BD: Every year a special thing occurs, which is THON! I have always been a big supporter of THON, ever since it started in ’73. This year was kind of a strange one because of COVID, and by goodness, they still managed to make it successful. It’s very very impressive.
I love the 100 Days ‘Til THON celebration in the HUB. I will always put on a THON shirt that I have purchased. In 1973, the original THON was smaller than the State College High School’s THON is. Now, of course, it’s the world’s biggest student philanthropy and supported by people all over the world. I always keep track of the days until THON, and I like to keep students enthused about it.

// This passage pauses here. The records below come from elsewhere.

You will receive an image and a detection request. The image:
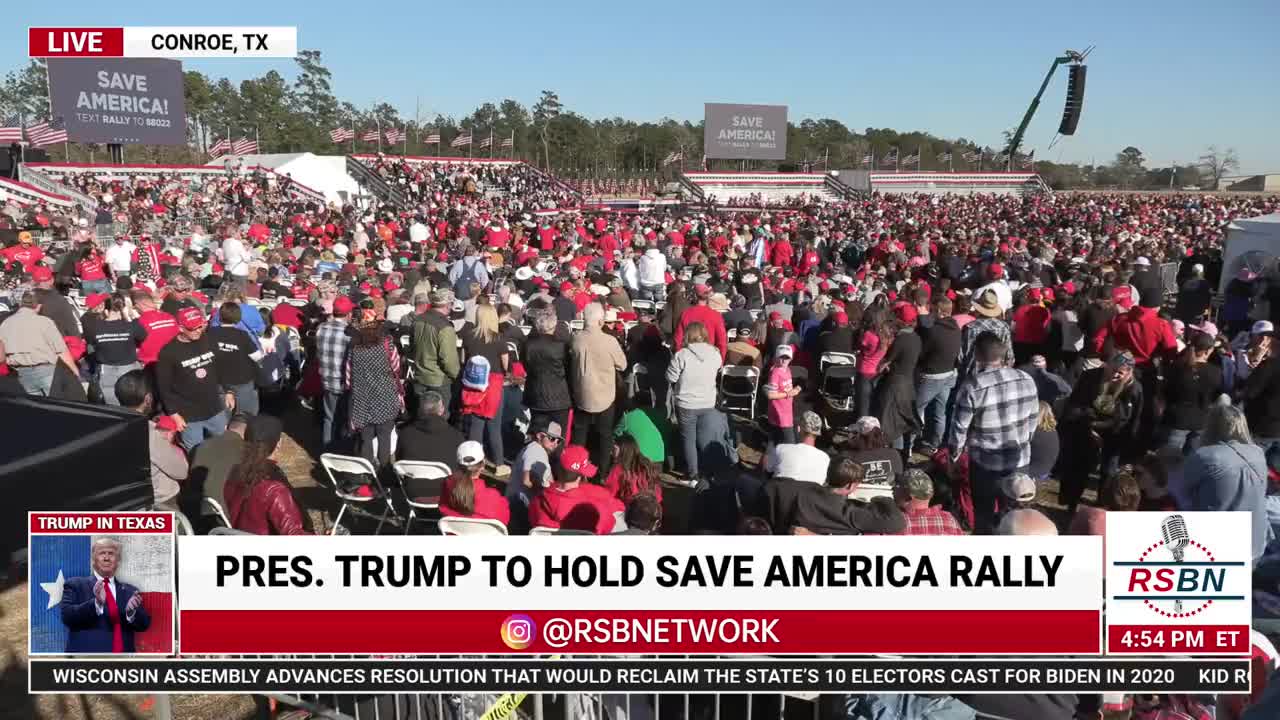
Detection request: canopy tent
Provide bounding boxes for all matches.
[206,152,360,202]
[1217,213,1280,292]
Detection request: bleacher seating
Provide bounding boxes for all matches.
[684,172,841,208]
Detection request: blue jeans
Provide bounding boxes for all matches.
[97,363,142,406]
[969,457,1027,534]
[915,370,956,447]
[81,279,111,297]
[178,413,227,452]
[465,386,507,465]
[320,391,347,452]
[227,383,259,415]
[676,407,716,478]
[14,363,58,397]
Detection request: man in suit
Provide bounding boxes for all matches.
[61,537,151,653]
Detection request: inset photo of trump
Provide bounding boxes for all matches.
[31,534,174,655]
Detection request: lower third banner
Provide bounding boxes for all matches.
[31,656,1249,694]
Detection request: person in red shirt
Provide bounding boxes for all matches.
[0,231,45,273]
[893,468,965,536]
[132,288,178,365]
[440,441,511,525]
[1014,287,1050,365]
[529,445,625,536]
[76,246,111,295]
[675,284,728,361]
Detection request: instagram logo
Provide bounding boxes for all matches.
[498,614,538,650]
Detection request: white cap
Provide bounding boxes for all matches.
[458,439,484,466]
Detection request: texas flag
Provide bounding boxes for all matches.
[29,534,173,653]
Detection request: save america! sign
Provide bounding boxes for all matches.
[703,102,787,160]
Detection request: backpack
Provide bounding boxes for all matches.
[453,258,480,300]
[462,355,489,391]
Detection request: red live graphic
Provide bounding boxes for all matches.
[1107,625,1249,655]
[27,27,124,58]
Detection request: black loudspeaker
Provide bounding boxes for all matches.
[1057,65,1089,135]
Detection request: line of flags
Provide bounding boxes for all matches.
[0,115,67,147]
[209,137,257,158]
[861,147,1036,169]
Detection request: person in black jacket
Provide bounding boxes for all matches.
[1059,352,1143,515]
[762,456,906,536]
[915,295,960,455]
[872,302,922,450]
[521,310,573,428]
[1243,355,1280,448]
[396,391,465,476]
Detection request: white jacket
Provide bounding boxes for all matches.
[640,247,667,284]
[622,258,640,291]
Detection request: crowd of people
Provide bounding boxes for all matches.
[0,158,1280,720]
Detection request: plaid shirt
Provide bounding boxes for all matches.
[960,318,1014,378]
[902,501,964,536]
[316,320,351,392]
[947,368,1039,471]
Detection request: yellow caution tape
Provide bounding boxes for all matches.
[480,655,559,720]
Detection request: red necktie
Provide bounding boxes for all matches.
[102,580,124,652]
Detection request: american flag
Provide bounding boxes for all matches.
[0,115,22,142]
[27,120,67,147]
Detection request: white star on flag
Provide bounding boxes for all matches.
[40,570,67,610]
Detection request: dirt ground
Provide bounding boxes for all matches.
[0,405,1092,720]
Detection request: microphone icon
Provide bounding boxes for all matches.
[1160,515,1190,612]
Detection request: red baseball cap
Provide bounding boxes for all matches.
[178,306,205,331]
[561,445,596,478]
[893,302,920,325]
[1111,284,1133,310]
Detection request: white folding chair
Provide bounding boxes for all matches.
[529,520,595,536]
[204,497,232,528]
[818,352,858,377]
[719,365,760,415]
[440,518,507,536]
[320,452,396,536]
[392,460,452,536]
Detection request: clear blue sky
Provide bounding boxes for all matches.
[10,0,1280,172]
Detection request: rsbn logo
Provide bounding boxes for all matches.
[1114,515,1245,618]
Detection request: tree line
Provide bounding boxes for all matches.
[0,50,1239,190]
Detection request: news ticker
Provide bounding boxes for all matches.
[29,512,1252,657]
[29,657,1249,694]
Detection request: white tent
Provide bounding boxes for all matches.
[206,152,360,202]
[1219,213,1280,292]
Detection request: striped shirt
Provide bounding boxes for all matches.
[947,368,1039,471]
[316,319,351,392]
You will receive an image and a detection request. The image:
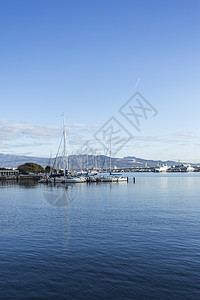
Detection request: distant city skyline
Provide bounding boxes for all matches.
[0,0,200,163]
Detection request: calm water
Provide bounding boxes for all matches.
[0,173,200,300]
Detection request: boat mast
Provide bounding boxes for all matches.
[110,138,111,174]
[63,116,66,178]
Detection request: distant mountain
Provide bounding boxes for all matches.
[0,153,195,170]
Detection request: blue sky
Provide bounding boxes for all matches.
[0,0,200,162]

OS: Where is your favorite place to eat at in the HUB, and what restaurant would you like to see open next?
BD: Well, one place that has always been in the HUB is the salad bar. They had it in the 50s. I love it now. There’s more of a variety of foods there than you’d think. I love the soups. I’m also looking forward to Blue Burrito and Grate Chee, the grilled cheese place, coming back. One of my very favorite places here is McAlister’s.
I would like to see a seafood buffet open next in the HUB. We had a place like that called Arthur Treacher’s Fish and Chips many years back. It was located where the Burger King is now.
OS: What is the funniest or weirdest thing you have seen on the job?
BD: Funny and weird stuff is happening all the time in the HUB. Students come in with outrageous costumes. We are so used to it that we don’t even give it a second glance. I like it when the different clubs play music and have dance routines.
OS: How do you feel knowing you brighten students’ days with your fun attitude?
BD: I try to be upbeat about the day and focus on talking to many students who are far from home, the international students. Sometimes they don’t have very many people they interact with outside of their professors and that sort of thing. I also try to talk about sports things. Some students know about that stuff and others have no idea, but it’s fun to keep people updated on the latest stories.
OS: As per Onward State tradition, if you could be any dinosaur, which would you be and why?
BD: I have a mythical dinosaur. My dinosaur is what I call Tyrannosaurus Tex-Mex. This dinosaur lives along the border of Texas and Mexico and introduces spicy foods to the North American dinosaurs…before going extinct, of course.